Sarà presentato domani, mercoledì 25 luglio, alle 18, al Baglio Di Stefano, nell'ambito della trentasettesima edizione del festival delle Orestiadi, «Qui sono i miei sogni», il documentario di Chiara Bazzoli (scritto assieme a Chiara Cremaschi) che racconta il terremoto del Belice a partire dalle letterine che i bambini di Santa Ninfa scrissero, nel 1975, ai parlamentari e alle massime cariche dello Stato per denunciare i ritardi nell'opera di ricostruzione. Durante l’incontro, Chiara Bazzoli, Chiara Cremaschi, Andrea Marchese e Alessandro La Grassa (presidente del Cresm) converseranno con il giornalista Vincenzo Di Stefano.
Il docu-film (realizzato con la collaborazione di Andrea Marchese, che ha curato le riprese, mentre il montaggio del teaser è del videomaker Antonio Macaluso), di cui verrà proiettato un estratto, non sarà sul “passato”, ma vuole raccontare una comunità, quella di Santa Ninfa, attraverso i suoi sogni rispetto al futuro. Nel 1975, dopo sette anni dal sisma che distrusse i centri della Valle del Belice, i terremotati vivevano ancora nelle baracche e non erano previsti altri finanziamenti.

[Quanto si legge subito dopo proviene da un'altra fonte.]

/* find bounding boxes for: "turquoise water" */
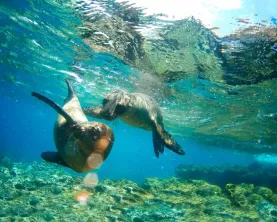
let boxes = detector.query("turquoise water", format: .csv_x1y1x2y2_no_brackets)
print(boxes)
1,0,277,221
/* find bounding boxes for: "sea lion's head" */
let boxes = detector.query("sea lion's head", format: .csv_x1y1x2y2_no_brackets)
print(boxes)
70,122,114,172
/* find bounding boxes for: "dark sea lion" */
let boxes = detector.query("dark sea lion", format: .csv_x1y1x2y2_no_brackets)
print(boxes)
83,90,185,157
32,79,114,173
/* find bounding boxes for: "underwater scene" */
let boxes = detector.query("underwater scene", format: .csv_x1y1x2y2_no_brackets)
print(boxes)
1,0,277,221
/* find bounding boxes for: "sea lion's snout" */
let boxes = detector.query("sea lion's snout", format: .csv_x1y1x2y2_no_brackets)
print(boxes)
74,123,114,150
82,133,114,172
74,123,114,172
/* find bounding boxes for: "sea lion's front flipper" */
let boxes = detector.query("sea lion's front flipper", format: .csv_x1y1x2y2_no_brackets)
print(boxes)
41,152,69,168
101,99,118,120
32,92,75,124
84,99,118,121
152,129,164,158
83,106,105,119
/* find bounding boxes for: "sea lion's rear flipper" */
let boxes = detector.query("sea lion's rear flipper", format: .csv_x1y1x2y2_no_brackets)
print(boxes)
162,129,185,155
41,152,69,168
152,121,185,156
32,92,75,124
152,129,164,158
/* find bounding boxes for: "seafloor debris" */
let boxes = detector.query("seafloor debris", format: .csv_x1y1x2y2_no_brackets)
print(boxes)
0,158,277,221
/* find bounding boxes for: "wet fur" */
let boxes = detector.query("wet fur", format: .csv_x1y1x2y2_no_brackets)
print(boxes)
83,90,185,157
32,79,114,172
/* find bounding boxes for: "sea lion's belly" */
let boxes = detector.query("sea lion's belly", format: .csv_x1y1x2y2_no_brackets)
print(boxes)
54,122,114,173
60,138,86,172
53,97,88,170
52,124,93,173
118,108,153,131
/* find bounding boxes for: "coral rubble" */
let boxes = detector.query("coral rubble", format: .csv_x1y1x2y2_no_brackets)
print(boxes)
1,159,277,221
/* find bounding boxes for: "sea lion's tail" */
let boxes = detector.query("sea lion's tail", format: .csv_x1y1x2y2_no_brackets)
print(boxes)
153,125,185,157
32,92,75,124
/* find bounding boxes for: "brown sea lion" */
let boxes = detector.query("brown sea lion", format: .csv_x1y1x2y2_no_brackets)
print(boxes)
83,90,185,157
32,79,114,173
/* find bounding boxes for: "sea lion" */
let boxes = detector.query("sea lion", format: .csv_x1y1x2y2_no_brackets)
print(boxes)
32,79,114,173
83,90,185,157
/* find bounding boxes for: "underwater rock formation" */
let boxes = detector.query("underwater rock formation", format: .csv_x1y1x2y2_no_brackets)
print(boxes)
73,1,224,83
141,18,224,83
73,0,145,65
73,1,277,88
1,158,277,221
176,162,277,190
218,25,277,85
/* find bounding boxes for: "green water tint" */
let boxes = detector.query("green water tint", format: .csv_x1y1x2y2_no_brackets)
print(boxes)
1,159,277,221
1,0,277,155
72,0,277,155
72,2,277,153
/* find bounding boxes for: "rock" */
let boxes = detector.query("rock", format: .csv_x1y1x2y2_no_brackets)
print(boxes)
141,18,224,83
254,187,273,199
257,201,277,221
219,25,277,85
176,163,277,190
74,0,145,65
29,196,40,206
0,156,13,169
1,155,276,221
14,183,25,190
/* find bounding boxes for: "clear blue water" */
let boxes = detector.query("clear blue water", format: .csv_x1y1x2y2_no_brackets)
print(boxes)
0,79,253,184
0,0,256,185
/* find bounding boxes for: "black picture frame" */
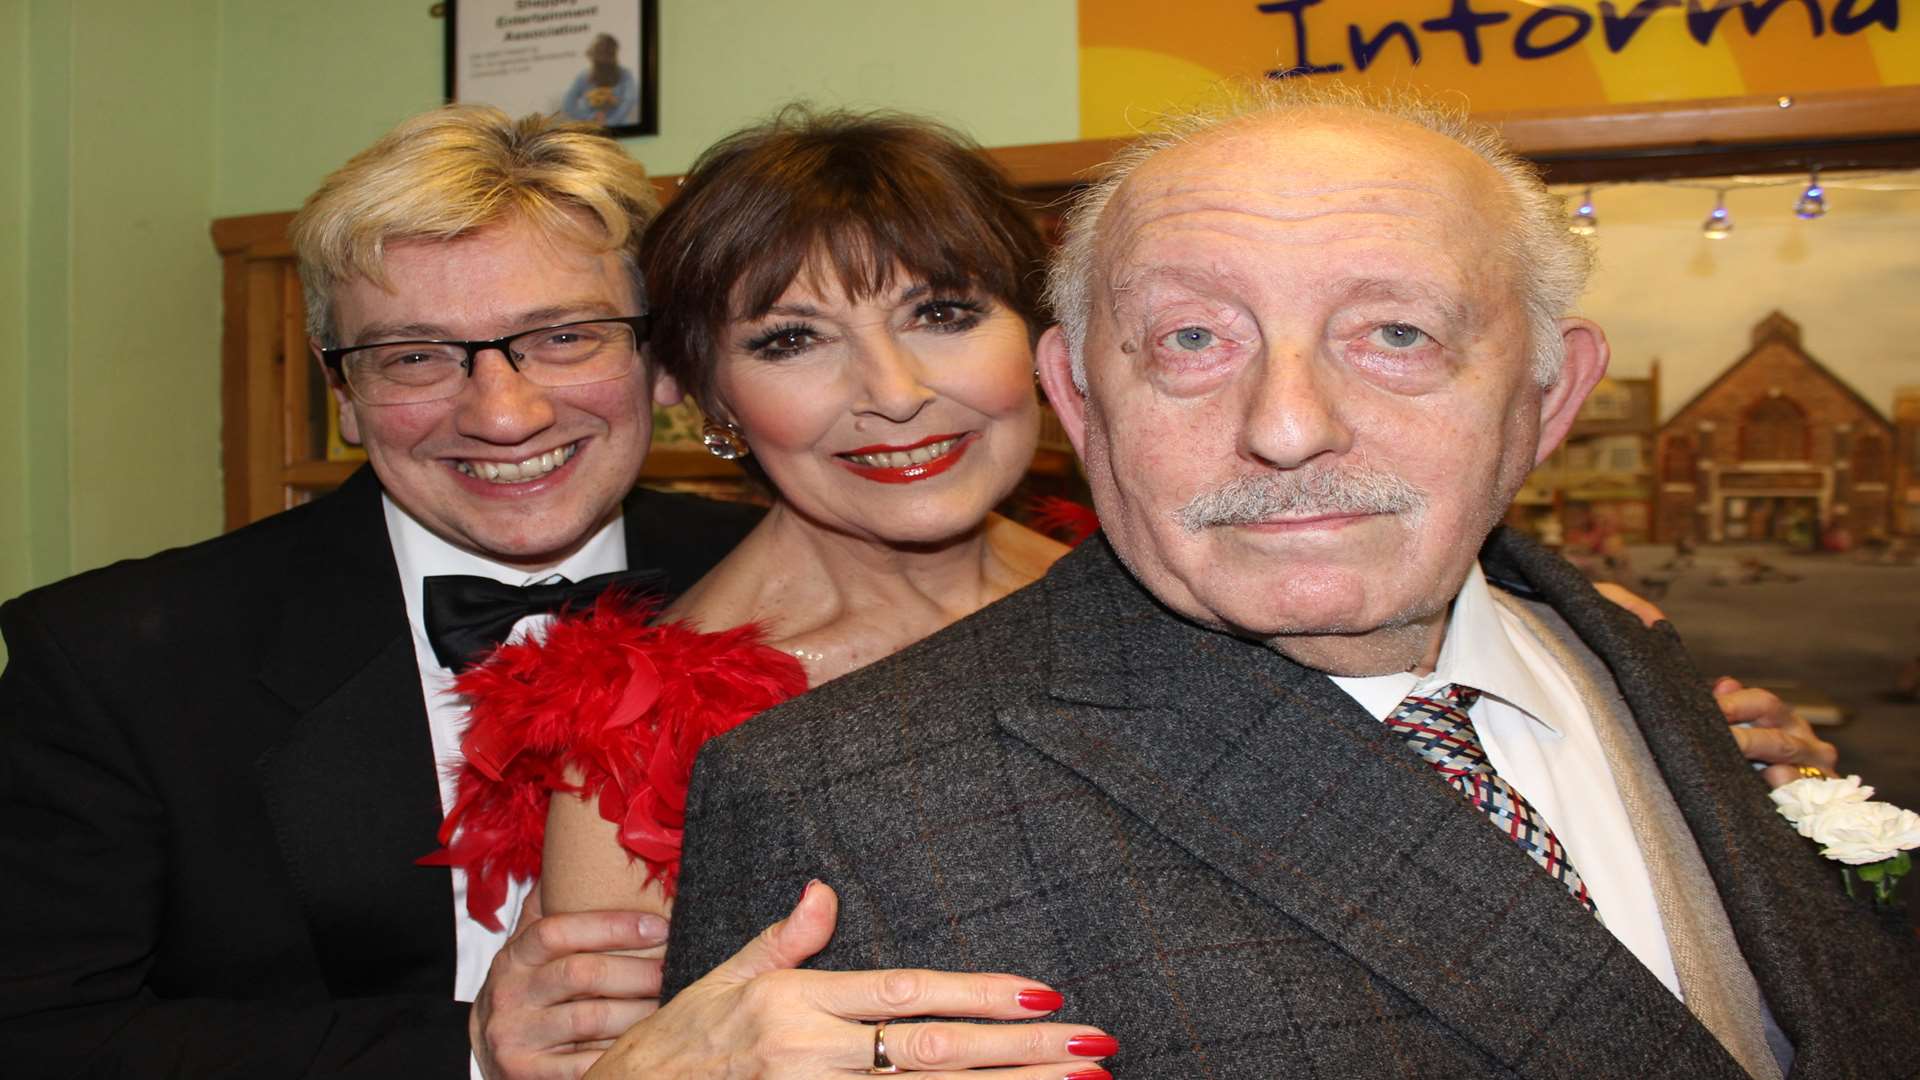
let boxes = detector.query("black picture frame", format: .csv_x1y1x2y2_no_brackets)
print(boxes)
444,0,658,137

A Natale, i 700 bambini di Santa Ninfa scrissero delle lettere ai parlamentari, lettere nelle quali raccontavano le loro condizioni di vita e chiedevano aiuto, una casa. Raccontavano anche che cosa sognavano per la loro Valle e il loro futuro. L’idea di far scrivere le letterine fu del parroco di Santa Ninfa, don Antonio Riboldi, rosminiano (diventato poi il vescovo anticamorra di Acerra), che era stato inviato dal Nord una decina di anni prima. La sua proposta venne sostenuta in primis dallo storico sindaco comunista Vito Bellafiore e quindi da tutta la comunità; le lettere scritte e spedite.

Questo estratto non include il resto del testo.